Nie ukrywam - pod względem muzycznym sylwester miejski zupełnie mi się nie podobał. Z jednej strony polscy artyści, których koncerty nie wywołują już żadnych emocji - każdy choć raz otarł się o nich na żywo. Z drugiej dwa obwoźne muzyczne "trupy" z importu, legitymujące się jednym sztandarowym przebojem. Gazebo i London Beat nie zaznaczyli się w historii muzyki absolutnie niczym ważnym, nic nie odkryli, nie zapoczątkowali żadnego nowego trendu. To idealni wykonawcy na imprezę plenerową pod ciepłą zakąskę, gdzie na koncert patrzy się tylko jednym zmęczonym okiem.

Swoje odbębnili znakomicie - nie przeszkadzali, nie narzucali się, czasem tylko zachęcając do wspólnego śpiewania.
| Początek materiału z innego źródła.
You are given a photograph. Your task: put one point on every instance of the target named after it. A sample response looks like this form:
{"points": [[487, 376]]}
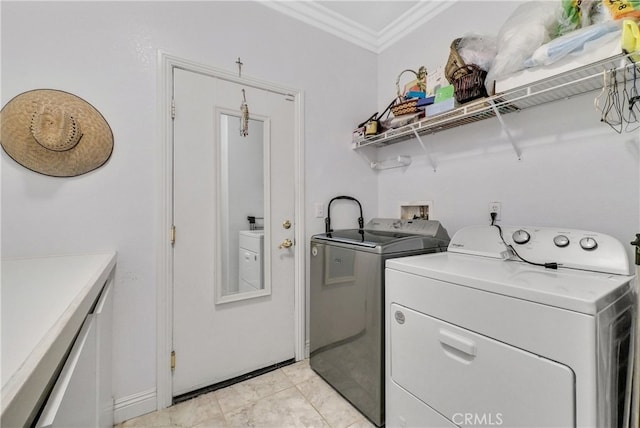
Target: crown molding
{"points": [[321, 17]]}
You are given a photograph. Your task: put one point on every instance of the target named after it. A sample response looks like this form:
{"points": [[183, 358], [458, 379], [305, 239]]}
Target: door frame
{"points": [[164, 295]]}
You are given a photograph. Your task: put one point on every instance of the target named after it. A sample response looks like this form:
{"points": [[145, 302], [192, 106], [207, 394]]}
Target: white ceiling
{"points": [[371, 24]]}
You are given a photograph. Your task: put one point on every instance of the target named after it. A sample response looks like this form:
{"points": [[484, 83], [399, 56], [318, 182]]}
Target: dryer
{"points": [[476, 336]]}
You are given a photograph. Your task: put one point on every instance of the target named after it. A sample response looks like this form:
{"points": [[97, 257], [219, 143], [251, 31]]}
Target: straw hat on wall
{"points": [[55, 133]]}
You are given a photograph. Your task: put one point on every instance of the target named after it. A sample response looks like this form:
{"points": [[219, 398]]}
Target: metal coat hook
{"points": [[240, 64], [244, 119]]}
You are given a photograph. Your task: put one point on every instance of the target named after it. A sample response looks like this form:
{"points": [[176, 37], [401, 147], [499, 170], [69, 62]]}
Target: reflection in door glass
{"points": [[242, 208]]}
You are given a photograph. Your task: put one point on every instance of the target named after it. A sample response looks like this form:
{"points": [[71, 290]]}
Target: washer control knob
{"points": [[521, 236], [588, 243], [561, 241]]}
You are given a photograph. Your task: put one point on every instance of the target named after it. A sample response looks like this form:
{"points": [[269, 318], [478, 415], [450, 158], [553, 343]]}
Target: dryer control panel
{"points": [[568, 248]]}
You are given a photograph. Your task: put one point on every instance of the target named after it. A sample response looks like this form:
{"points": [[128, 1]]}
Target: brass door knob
{"points": [[286, 244]]}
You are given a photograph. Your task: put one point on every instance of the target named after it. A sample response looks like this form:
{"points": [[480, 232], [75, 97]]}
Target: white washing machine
{"points": [[478, 337]]}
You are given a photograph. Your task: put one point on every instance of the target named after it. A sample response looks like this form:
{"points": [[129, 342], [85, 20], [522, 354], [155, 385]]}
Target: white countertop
{"points": [[44, 302]]}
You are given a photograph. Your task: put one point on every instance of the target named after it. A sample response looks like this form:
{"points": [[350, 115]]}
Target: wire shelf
{"points": [[579, 81]]}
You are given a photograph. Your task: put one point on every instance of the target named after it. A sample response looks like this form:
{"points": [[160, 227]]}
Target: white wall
{"points": [[105, 52], [575, 171]]}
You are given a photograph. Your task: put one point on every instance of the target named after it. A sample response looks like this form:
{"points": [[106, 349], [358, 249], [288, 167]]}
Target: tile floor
{"points": [[292, 396]]}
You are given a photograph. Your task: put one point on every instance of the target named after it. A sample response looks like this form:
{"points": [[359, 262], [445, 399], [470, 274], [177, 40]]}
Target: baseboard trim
{"points": [[134, 405]]}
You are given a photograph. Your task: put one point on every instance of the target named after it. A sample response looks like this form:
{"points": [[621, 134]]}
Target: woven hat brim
{"points": [[92, 151]]}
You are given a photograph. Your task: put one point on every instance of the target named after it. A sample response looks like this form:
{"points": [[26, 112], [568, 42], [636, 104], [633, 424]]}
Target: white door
{"points": [[219, 330]]}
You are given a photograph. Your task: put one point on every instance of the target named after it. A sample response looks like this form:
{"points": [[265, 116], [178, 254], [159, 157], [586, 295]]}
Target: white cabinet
{"points": [[104, 330], [81, 397], [51, 305]]}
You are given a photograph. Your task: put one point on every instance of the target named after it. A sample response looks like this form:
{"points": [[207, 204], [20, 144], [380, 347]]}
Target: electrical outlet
{"points": [[496, 207]]}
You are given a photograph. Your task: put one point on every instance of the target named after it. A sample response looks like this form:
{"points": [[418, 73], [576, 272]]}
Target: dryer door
{"points": [[474, 380]]}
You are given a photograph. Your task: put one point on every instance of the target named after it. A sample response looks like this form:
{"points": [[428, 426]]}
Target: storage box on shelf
{"points": [[570, 83]]}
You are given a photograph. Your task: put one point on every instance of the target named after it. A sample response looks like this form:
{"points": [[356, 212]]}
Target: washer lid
{"points": [[575, 290], [392, 235]]}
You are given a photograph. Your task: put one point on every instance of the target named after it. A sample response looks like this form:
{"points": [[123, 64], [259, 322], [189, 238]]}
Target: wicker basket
{"points": [[401, 106], [455, 61], [468, 82], [404, 107]]}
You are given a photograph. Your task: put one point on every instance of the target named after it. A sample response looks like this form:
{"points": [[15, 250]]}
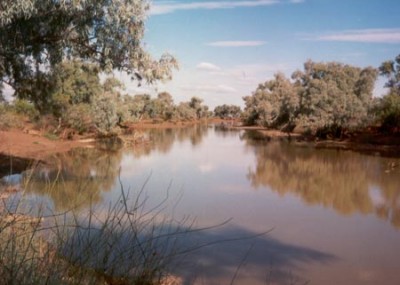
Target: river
{"points": [[283, 214]]}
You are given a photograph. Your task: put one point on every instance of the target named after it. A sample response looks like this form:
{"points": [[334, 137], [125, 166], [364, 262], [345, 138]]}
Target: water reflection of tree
{"points": [[162, 140], [75, 179], [345, 181]]}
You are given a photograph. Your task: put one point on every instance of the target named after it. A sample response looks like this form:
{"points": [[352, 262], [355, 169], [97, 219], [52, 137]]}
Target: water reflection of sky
{"points": [[334, 215]]}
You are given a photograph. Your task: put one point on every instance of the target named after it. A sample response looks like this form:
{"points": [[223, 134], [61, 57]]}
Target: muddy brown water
{"points": [[332, 217]]}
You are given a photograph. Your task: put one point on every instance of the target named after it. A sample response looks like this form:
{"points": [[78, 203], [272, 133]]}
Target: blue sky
{"points": [[226, 48]]}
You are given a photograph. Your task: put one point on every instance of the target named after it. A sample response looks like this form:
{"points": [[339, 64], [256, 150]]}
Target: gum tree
{"points": [[36, 35]]}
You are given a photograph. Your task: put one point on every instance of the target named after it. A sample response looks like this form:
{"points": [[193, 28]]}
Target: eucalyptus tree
{"points": [[389, 105], [273, 104], [391, 70], [36, 35], [334, 96], [227, 111]]}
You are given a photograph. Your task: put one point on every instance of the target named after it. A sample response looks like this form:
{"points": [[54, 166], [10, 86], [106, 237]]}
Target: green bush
{"points": [[24, 107], [78, 117], [389, 112]]}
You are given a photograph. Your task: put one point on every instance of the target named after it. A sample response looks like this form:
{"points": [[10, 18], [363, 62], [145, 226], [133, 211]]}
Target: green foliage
{"points": [[273, 104], [36, 35], [78, 117], [391, 70], [104, 113], [24, 107], [185, 112], [389, 112], [325, 96], [388, 109], [227, 111]]}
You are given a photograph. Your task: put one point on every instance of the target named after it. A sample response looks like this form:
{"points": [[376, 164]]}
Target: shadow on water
{"points": [[345, 181], [212, 255], [12, 165]]}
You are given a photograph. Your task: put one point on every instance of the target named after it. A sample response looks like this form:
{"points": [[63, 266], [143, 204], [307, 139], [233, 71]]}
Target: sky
{"points": [[226, 48]]}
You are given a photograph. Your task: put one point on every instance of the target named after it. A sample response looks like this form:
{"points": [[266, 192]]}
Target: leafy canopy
{"points": [[36, 35]]}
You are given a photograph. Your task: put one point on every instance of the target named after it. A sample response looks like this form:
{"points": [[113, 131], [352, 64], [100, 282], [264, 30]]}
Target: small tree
{"points": [[389, 106], [37, 35]]}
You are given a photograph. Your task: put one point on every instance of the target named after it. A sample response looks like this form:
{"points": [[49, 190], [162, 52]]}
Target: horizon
{"points": [[226, 48]]}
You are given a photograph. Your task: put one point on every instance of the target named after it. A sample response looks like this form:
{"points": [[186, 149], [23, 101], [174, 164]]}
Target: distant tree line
{"points": [[326, 98]]}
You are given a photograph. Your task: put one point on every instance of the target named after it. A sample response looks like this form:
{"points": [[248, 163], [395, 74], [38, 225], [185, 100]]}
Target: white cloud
{"points": [[236, 43], [362, 36], [207, 66], [166, 7], [210, 88]]}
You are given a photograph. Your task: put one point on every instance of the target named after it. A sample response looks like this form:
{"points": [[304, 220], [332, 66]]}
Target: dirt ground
{"points": [[33, 145]]}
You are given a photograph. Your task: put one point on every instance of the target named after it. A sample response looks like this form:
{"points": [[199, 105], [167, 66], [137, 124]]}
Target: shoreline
{"points": [[35, 146]]}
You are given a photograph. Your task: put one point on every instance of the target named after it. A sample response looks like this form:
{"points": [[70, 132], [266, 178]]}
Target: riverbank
{"points": [[30, 144], [368, 142]]}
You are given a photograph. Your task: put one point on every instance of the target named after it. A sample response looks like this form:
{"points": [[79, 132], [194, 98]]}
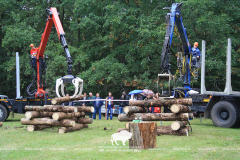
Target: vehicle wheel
{"points": [[3, 113], [225, 114]]}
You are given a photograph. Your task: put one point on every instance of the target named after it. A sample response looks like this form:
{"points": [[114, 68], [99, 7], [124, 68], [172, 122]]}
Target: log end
{"points": [[175, 126], [190, 115], [61, 130], [30, 128], [28, 115], [76, 110], [55, 116], [73, 123], [54, 101]]}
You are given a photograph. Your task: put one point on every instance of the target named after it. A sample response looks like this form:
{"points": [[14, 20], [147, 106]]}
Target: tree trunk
{"points": [[60, 100], [50, 122], [52, 108], [144, 135], [35, 114], [62, 115], [167, 130], [178, 124], [32, 128], [122, 129], [85, 108], [178, 108], [161, 102], [134, 109], [70, 129], [85, 120], [155, 117]]}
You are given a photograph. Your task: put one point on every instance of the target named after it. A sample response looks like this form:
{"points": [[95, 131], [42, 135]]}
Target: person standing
{"points": [[97, 106], [110, 105], [122, 103], [91, 103]]}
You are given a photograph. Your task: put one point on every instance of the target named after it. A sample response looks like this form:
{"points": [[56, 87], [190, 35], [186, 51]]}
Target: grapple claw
{"points": [[59, 82], [76, 81]]}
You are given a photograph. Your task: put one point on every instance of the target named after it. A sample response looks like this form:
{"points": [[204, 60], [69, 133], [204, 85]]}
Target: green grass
{"points": [[205, 142]]}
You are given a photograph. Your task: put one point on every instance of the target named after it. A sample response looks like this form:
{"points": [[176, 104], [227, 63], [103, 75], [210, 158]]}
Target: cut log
{"points": [[134, 109], [191, 116], [65, 99], [32, 128], [161, 102], [85, 120], [62, 115], [143, 135], [52, 108], [122, 129], [85, 108], [169, 127], [36, 114], [178, 124], [167, 130], [178, 108], [50, 122], [155, 117], [70, 129]]}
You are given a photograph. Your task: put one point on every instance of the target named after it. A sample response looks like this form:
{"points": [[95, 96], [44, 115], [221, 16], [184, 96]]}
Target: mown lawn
{"points": [[205, 142]]}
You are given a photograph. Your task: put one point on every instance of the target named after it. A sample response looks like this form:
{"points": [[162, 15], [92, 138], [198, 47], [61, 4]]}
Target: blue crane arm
{"points": [[172, 18]]}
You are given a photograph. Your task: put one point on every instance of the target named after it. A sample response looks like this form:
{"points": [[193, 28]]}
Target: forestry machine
{"points": [[187, 63], [53, 18]]}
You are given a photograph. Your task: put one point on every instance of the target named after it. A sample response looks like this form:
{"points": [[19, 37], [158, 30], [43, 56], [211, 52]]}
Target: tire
{"points": [[3, 113], [225, 114]]}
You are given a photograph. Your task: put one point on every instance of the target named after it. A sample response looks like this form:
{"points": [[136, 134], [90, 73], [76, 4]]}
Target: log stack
{"points": [[68, 118], [180, 115]]}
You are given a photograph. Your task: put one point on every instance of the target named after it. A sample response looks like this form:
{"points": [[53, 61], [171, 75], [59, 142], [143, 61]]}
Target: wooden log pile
{"points": [[180, 115], [68, 118]]}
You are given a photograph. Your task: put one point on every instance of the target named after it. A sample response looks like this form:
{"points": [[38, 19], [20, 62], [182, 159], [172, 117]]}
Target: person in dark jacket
{"points": [[97, 106], [110, 105]]}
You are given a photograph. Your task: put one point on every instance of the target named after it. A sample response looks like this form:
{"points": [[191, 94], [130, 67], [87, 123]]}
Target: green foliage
{"points": [[115, 45]]}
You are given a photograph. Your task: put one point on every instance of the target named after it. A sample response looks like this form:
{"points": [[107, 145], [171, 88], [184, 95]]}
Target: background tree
{"points": [[115, 45]]}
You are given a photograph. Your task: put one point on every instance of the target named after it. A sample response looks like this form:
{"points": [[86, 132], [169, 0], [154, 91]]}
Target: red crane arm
{"points": [[52, 18]]}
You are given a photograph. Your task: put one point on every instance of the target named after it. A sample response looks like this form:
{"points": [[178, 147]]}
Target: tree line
{"points": [[115, 45]]}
Nie przekonał mnie także sposób konferansjerki Michała Lorensa, zastępującego złożonego chorobą Marka Sierockiego.

Tyle że miasto nie zrobiło sylwestra z myślą o przemądrzałych dziennikarzach, ale zwykłych ludziach, którzy chcą przyjść i pobawić się przy dobrze znanych hitach.

I trafiło tym w dziesiątkę. Wydawało się, że pomysł na imprezę utrzymaną w klimacie lat 80. jest już wyświechtany, a jednak znów się udało. Choć konkurencji z napędzanymi promocją telewizyjną sylwestrami z Warszawy i Wrocławia Poznań nie wytrzymał, to dziś i tak może pochwalić się, że za stosunkowo niewielkie pieniądze (nie oszukujmy się, Gazebo i London Beat nie grają dziś za tak duże stawki, jak kiedyś...) zrobił sympatyczną imprezę, która porwała tłumy. Co z tego, że ja się wynudziłem.

Liczę, że za rok Poznań pójdzie za ciosem. Może czas skoczyć o epokę do przodu i zrobić sylwestra w klimatach lat 90.? Nieśmiało podsuwam propozycje niedrogich gwiazd: Dr. Alban, Haddaway, Vanilla Ice...

Czytaj relacje z poznańskiego Sylwestra: Jak poznaniacy przywitali Nowy Rok? [ZDJĘCIA FILMY]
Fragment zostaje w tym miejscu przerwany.